- Directed by: Kruthivennu Nageswara Rao
- Written by: Kruthivennu Nageswara Rao
- Starring: Prabhala Krishnamurthy P. S. Sarma P. Rama Rao K. Rangarao M. Ramachandramurthi Nukaraju Rajyam B. Rajalakshmi
- Music by: Munuvanti Venkateswara Rao
- Production company: Indian Art Cinetone
- Release date: 20 July 1936;
- Running time: 133 minutes
- Country: India
- Language: Telugu

= Prema Vijayam =

1936 Telugu film by Kruthivennu Nageswara Rao

Prema Vijayam is a 1936 Telugu-language drama film directed by Kruthivennu Nageswara Rao. Produced by Indian Art Cinetone, it is recognized as the first social film in Telugu cinema. At a time when mythological films dominated the industry, Prema Vijayam introduced contemporary social themes, making it a groundbreaking work in Telugu cinema.
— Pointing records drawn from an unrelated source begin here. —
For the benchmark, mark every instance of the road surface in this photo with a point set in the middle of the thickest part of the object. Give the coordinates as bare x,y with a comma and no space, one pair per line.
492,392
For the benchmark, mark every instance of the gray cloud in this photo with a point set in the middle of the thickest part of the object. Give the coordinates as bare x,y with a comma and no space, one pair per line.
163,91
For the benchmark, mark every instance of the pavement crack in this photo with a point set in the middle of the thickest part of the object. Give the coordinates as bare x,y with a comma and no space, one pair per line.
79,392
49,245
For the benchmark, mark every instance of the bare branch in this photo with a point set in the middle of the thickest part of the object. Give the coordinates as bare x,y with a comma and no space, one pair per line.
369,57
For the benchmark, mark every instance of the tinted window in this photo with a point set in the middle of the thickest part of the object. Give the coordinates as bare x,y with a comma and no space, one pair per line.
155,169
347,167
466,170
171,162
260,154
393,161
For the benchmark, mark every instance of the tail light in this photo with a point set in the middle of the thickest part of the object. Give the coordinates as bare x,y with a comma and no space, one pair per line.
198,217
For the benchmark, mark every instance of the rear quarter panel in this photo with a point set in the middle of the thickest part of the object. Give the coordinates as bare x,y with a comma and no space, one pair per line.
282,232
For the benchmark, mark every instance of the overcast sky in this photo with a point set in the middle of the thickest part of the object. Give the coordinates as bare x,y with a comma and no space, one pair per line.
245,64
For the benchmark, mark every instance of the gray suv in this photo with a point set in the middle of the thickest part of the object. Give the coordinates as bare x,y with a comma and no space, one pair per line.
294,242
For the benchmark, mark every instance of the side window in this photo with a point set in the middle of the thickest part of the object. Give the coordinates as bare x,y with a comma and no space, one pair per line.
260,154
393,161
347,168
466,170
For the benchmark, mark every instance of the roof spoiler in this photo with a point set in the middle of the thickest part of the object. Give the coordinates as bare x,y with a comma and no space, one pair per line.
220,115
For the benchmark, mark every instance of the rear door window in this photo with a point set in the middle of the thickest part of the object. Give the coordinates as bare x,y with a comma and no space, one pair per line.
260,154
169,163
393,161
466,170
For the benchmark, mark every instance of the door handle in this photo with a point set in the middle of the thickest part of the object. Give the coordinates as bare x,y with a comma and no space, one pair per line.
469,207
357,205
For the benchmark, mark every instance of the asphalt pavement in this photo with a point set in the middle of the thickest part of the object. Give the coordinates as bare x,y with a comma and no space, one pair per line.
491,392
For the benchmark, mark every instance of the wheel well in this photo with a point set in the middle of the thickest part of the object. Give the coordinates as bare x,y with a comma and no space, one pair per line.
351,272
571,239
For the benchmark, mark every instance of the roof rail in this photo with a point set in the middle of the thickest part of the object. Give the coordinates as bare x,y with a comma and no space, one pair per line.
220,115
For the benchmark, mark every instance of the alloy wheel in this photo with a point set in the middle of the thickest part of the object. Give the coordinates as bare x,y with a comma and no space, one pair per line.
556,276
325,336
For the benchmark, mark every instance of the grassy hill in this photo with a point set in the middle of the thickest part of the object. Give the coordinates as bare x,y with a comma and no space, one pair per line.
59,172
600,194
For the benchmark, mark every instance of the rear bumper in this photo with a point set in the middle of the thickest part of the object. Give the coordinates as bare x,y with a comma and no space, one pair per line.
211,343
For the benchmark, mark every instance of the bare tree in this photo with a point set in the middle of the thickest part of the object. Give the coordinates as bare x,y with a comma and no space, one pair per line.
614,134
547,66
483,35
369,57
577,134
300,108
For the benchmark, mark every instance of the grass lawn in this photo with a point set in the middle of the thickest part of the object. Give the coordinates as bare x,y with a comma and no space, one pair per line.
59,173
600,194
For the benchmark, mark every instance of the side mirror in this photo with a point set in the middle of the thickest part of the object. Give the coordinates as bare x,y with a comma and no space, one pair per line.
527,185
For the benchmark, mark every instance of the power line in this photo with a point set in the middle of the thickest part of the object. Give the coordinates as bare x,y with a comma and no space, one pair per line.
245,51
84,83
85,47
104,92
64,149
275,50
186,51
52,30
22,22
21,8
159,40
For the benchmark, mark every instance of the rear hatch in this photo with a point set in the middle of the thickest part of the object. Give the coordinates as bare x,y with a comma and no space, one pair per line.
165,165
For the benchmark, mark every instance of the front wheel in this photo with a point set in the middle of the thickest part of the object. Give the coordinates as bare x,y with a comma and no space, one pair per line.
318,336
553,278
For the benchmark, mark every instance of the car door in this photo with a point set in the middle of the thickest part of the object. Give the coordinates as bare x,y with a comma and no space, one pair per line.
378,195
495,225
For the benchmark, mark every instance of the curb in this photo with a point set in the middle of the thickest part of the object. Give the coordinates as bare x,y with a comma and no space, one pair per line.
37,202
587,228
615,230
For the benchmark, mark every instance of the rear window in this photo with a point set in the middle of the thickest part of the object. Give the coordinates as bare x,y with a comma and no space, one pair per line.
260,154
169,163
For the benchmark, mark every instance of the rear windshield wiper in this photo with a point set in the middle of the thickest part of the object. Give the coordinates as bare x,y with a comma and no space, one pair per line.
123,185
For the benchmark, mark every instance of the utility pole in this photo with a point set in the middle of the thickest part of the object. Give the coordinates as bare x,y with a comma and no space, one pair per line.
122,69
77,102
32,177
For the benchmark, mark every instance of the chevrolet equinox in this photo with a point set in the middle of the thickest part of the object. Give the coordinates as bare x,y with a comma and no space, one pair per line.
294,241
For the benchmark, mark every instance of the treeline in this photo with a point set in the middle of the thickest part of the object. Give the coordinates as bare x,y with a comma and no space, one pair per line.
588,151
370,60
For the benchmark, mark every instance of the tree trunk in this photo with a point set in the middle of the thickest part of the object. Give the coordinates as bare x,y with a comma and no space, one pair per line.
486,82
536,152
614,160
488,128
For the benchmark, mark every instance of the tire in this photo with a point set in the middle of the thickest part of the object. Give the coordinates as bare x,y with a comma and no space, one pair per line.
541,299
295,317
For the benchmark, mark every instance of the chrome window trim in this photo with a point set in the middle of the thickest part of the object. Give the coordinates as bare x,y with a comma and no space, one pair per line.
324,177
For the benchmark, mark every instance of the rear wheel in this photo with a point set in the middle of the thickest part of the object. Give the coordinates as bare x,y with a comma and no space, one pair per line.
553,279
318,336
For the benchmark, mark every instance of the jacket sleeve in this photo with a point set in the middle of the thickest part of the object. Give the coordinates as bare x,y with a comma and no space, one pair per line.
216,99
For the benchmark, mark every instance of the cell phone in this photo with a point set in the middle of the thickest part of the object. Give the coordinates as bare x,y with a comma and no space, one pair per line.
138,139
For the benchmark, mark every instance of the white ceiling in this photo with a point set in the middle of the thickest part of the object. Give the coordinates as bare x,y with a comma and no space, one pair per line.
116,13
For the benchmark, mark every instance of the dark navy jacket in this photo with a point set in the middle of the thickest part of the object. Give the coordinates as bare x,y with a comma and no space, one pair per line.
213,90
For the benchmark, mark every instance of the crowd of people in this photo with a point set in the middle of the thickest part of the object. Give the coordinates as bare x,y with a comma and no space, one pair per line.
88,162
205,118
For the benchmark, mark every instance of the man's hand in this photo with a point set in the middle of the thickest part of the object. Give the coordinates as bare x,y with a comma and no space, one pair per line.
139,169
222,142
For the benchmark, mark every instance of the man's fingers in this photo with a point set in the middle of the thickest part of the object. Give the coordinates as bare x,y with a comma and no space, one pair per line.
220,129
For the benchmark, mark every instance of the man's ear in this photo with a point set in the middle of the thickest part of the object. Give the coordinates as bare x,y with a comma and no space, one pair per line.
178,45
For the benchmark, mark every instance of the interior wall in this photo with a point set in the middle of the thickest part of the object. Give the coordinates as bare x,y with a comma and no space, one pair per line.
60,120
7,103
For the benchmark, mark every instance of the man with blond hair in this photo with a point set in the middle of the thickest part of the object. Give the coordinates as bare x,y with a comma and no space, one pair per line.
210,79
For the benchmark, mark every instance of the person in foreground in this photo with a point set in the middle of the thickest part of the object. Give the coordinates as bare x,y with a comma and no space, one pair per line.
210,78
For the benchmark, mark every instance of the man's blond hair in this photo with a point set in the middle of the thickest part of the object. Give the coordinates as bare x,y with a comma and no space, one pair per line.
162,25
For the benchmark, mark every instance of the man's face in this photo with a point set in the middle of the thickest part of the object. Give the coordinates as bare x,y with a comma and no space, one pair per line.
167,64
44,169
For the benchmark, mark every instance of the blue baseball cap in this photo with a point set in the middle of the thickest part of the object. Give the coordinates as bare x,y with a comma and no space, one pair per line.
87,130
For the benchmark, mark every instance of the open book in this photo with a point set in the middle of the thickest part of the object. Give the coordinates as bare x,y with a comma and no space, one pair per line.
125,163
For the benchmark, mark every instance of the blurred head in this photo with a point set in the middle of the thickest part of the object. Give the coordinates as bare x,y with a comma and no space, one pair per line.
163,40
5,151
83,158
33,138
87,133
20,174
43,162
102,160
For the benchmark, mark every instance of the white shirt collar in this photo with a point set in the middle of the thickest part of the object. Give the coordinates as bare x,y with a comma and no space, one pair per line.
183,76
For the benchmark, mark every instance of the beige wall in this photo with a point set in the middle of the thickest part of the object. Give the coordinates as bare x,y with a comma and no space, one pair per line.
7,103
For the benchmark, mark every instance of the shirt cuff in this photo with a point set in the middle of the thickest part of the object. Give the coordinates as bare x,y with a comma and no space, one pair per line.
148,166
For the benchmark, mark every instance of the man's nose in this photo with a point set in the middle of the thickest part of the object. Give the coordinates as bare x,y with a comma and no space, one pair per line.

Although Prema Vijayam did not succeed commercially, it remains a significant milestone as the first social film in Telugu cinema. Its daring approach to depicting real-life societal challenges opened the door for future social films, making it a precursor to films that addressed contemporary issues.

== Cast ==
Source:

==Production==
The film was adapted from Nageswara Rao's original stage play and is considered the first Telugu film to break away from mythological themes. The plot centers on two lovers who face opposition from their parents before finally coming together. It is often viewed as a precursor to the Rohini and Vauhini Telugu melodramas.

== Soundtrack ==
The music was composed by Munuvanti Venkateswara Rao with lyrics written by poet Vedula Satyanarayana Sastry.

== Legacy ==
Despite its significance, the film was a commercial failure. Nevertheless, Prema Vijayam paved the way for the future of social films, inspiring filmmakers to explore contemporary issues in cinema. The story revolved around themes of college life, student relationships, and local elections, addressing modern social issues like widow remarriage, which was a major topic of discussion in society at the time. The film also reflects a desire for independence in the colonial era.